Putusan Hukum RD

Pidana Mati Randi Badjideh Bisa Dihapus  ?

Randi Badjideh alias RB divonis mati hakim Pengadilan Negeri Kupang, Rabu 24 Agustus 2022 kemarin. Randi merupakan terdakwa pembunuhan Astri Manafe da

Editor: Ferry Ndoen
POS-KUPANG.COM/IRFAN HOI
SIDANG - Terdakwa Randi Badjideh saat mengikuti sidang di PN Kupang 

Laporan Reporter POS-KUPANG.COM, Irfan Hoi

POS-KUPANG.COM, KUPANG - Randi Badjideh alias RB divonis mati hakim Pengadilan Negeri Kupang, Rabu 24 Agustus 2022 kemarin. Randi merupakan terdakwa pembunuhan Astri Manafe dan Lael Maccabe pada Agustus 2021 lalu. 

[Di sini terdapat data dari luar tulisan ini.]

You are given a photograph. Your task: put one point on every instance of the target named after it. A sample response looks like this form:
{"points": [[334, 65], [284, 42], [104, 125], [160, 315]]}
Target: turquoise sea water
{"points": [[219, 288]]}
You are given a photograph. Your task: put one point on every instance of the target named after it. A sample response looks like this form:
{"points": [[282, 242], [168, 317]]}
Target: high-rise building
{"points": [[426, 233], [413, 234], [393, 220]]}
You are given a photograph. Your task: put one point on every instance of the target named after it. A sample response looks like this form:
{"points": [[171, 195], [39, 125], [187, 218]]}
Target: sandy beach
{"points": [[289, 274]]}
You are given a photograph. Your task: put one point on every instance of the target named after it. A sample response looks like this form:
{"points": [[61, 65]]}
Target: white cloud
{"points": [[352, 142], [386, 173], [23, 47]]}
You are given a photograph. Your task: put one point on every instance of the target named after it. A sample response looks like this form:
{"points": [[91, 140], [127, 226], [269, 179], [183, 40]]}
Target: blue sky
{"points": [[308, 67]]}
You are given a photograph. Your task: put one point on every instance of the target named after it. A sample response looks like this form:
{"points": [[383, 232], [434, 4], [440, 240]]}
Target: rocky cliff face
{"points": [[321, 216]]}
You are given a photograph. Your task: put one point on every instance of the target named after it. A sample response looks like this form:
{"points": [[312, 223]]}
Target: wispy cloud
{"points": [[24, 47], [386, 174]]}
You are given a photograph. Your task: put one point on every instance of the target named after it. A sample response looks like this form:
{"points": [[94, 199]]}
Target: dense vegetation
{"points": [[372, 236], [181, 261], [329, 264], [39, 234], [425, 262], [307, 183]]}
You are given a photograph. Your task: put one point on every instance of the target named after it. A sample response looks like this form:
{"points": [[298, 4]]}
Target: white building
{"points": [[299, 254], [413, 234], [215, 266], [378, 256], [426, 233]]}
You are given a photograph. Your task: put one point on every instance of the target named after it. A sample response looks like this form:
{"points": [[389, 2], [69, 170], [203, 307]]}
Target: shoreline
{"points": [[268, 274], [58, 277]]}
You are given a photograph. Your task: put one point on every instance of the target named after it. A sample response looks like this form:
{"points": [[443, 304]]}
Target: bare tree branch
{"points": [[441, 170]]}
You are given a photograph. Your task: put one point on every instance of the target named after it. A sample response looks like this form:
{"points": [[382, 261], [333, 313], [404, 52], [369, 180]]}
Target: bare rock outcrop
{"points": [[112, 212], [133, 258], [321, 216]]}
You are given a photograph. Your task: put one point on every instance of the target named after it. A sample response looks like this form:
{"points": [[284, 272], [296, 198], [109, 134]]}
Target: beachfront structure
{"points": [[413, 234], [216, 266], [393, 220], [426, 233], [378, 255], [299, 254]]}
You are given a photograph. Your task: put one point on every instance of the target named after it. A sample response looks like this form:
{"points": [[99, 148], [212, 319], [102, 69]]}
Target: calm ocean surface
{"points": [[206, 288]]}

Meski telah divonis mati, Randi Badjideh punya peluang untuk mendapat haknya sebagai warga negara dalam kaitan dengan hak asasi manusia (HAM). Pintu masuknya adalah menunggu pengesahan RKHUP menjadi KUHP oleh DPR RI. Diketahui, DPR RI menargetkan menetapkan RKHUP itu pada September 2022 ini. 

Pengamat Hukum Universitas Nusa Cendana (Undana) Kupang, Dr. Deddy Manafe, menjelaskan, dalam RKUHP  dinyatakan bahwa pidana mati itu pidana khusus dan bukan masuk pada pidana pokok, pidana tambahan ataupun tindakan. 

Menurut Deddy, dalam RKHUP  mengenal tiga jenis pidana yang diterpakan pada tindak pidana umum, yaitu pidana pokok sama seperti KUHP sekarang, selain pidana mati.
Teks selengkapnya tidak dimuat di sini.